Singhvi also pointed out that the Gujarat government had submitted in an affidavit to the high court that “more number of tests will lead to 70 per cent of population testing positive for Covid, thereby leading to fear psychosis!”
Asking whether the same criteria were being applied throughout the country by refusing to ramp up testing, Singhvi said: “Is this being done to protect the image of the Prime Minister and the home minister? Is it not playing with the lives of the people?”
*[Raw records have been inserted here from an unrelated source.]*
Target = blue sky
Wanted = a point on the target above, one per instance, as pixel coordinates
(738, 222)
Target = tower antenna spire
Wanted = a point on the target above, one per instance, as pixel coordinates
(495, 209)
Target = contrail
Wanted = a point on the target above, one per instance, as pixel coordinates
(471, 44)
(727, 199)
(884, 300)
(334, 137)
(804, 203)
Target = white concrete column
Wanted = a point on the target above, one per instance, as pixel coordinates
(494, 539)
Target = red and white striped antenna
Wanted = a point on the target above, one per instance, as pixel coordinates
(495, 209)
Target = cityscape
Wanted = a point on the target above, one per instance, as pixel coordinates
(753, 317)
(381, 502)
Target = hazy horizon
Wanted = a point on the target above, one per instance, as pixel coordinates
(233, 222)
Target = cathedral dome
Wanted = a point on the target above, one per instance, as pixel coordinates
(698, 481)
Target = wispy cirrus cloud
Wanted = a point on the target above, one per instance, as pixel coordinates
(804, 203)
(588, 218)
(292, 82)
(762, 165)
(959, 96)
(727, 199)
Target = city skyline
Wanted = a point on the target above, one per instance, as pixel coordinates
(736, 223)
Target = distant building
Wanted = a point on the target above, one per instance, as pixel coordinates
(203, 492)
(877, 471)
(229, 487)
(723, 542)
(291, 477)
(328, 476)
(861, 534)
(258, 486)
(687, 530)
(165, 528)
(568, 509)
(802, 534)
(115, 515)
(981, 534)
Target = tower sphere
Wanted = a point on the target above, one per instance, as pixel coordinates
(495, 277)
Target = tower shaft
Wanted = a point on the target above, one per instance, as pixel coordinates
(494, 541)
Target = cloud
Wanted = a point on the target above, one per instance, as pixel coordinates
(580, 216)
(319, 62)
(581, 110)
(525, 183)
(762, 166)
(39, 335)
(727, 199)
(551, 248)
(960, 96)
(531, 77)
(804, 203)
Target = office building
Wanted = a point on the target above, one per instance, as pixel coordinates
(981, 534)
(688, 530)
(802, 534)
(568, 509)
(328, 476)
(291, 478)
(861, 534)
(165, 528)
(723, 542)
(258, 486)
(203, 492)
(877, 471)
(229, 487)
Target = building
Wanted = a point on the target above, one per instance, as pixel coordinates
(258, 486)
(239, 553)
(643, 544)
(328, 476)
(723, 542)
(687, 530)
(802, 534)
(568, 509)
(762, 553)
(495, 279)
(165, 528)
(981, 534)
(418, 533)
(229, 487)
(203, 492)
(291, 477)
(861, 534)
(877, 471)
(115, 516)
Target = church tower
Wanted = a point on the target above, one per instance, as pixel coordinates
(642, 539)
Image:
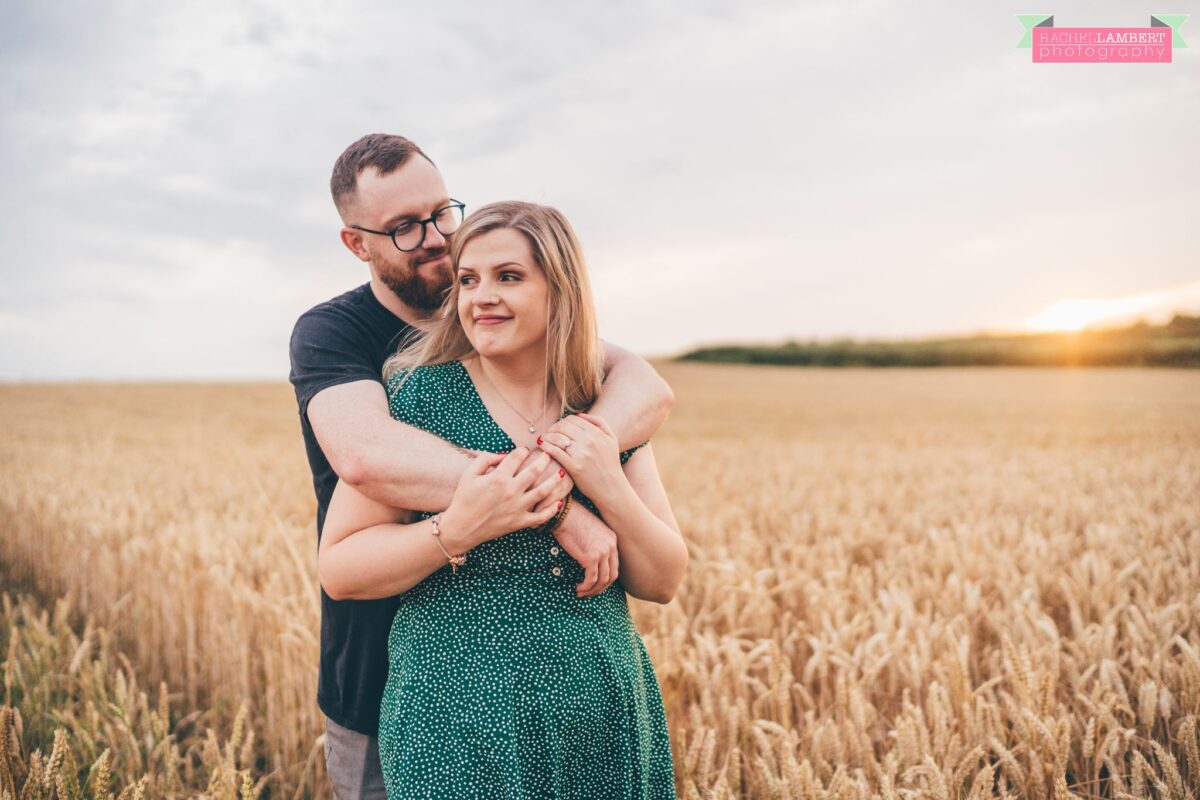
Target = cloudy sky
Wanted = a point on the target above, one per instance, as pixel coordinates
(736, 170)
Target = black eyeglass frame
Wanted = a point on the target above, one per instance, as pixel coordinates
(391, 234)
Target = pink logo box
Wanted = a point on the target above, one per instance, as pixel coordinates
(1096, 44)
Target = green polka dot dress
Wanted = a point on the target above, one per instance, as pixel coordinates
(502, 684)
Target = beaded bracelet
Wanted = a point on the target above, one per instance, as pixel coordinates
(455, 560)
(557, 519)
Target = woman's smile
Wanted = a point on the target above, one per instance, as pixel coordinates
(491, 319)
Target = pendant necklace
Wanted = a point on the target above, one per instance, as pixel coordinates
(532, 425)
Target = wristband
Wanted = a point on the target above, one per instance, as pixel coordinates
(557, 519)
(455, 560)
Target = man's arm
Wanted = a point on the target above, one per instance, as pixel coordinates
(634, 400)
(385, 459)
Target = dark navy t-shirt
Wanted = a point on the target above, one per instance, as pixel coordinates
(340, 341)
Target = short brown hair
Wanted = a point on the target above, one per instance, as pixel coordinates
(384, 151)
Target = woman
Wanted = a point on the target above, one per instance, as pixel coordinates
(503, 683)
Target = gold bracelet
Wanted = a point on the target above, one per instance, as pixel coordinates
(557, 519)
(455, 560)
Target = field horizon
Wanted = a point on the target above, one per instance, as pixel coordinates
(904, 583)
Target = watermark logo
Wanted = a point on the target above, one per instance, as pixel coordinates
(1152, 44)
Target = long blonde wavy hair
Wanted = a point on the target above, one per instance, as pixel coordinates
(574, 359)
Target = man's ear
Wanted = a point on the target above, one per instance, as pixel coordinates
(353, 241)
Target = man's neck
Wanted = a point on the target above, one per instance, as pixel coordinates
(389, 300)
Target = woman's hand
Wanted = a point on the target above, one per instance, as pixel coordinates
(497, 494)
(587, 447)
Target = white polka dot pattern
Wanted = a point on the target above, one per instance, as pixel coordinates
(502, 683)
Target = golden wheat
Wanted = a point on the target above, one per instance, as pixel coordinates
(964, 583)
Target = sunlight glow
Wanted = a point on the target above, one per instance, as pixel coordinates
(1077, 313)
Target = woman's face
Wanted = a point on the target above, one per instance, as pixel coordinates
(502, 295)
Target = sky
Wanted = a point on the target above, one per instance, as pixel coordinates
(747, 172)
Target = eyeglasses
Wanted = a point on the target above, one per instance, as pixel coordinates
(409, 234)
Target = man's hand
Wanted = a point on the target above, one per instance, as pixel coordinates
(593, 545)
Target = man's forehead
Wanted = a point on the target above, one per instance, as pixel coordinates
(414, 188)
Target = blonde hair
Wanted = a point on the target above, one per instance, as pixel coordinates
(574, 360)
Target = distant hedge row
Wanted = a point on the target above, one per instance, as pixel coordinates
(1174, 344)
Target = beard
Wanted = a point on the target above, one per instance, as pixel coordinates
(418, 290)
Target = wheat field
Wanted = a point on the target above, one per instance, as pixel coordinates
(904, 583)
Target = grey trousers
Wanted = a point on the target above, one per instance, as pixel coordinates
(352, 761)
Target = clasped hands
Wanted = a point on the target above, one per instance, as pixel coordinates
(499, 493)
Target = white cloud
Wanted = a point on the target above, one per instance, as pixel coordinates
(748, 170)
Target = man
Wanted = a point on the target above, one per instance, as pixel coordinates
(397, 216)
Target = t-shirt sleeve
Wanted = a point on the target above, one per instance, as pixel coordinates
(327, 350)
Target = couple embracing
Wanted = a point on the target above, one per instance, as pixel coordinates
(486, 498)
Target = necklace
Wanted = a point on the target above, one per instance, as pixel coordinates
(532, 423)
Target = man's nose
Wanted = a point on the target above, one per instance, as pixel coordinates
(433, 236)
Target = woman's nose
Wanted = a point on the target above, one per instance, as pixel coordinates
(484, 296)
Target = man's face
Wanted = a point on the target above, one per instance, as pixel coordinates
(382, 202)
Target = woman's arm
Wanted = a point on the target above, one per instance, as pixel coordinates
(653, 553)
(631, 501)
(371, 551)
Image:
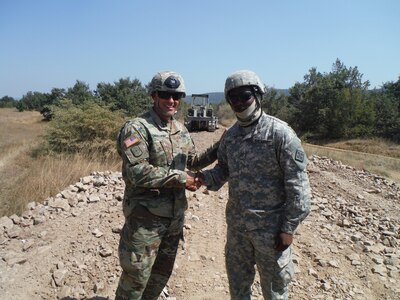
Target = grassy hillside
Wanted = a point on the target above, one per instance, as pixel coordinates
(25, 177)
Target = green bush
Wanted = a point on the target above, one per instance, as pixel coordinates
(87, 128)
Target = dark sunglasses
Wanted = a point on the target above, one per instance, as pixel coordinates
(168, 95)
(242, 96)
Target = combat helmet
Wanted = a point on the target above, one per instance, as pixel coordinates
(167, 81)
(253, 112)
(244, 78)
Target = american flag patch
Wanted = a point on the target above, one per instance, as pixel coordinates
(130, 141)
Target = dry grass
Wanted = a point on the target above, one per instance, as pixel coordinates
(373, 146)
(377, 164)
(24, 178)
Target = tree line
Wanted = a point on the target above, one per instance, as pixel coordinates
(333, 105)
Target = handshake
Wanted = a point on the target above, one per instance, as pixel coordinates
(194, 181)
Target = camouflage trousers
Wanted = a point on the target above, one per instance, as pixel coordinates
(244, 250)
(147, 252)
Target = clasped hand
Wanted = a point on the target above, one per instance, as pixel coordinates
(194, 180)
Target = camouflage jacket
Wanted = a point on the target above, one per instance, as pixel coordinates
(154, 158)
(266, 168)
Singhvi said the Gujarat government admitted in court that private testing of Covid, even by authorised private institutions, had been stopped. The court blasted the government for artificially controlling infection data.
The Ahmedabad hospital, which used the fake ventilator, has recorded the highest deaths in Gujarat.
Singhvi said the Gujarat government was profiteering in crisis by selling N95 masks at Rs 65 against the procurement cost of Rs 49.61 (admitted in court), at a straight profit arbitrage of 31 per cent.
Whether this is the same Gujarat model that Modi nurtured or successor Rupani distorted, it is difficult to guess.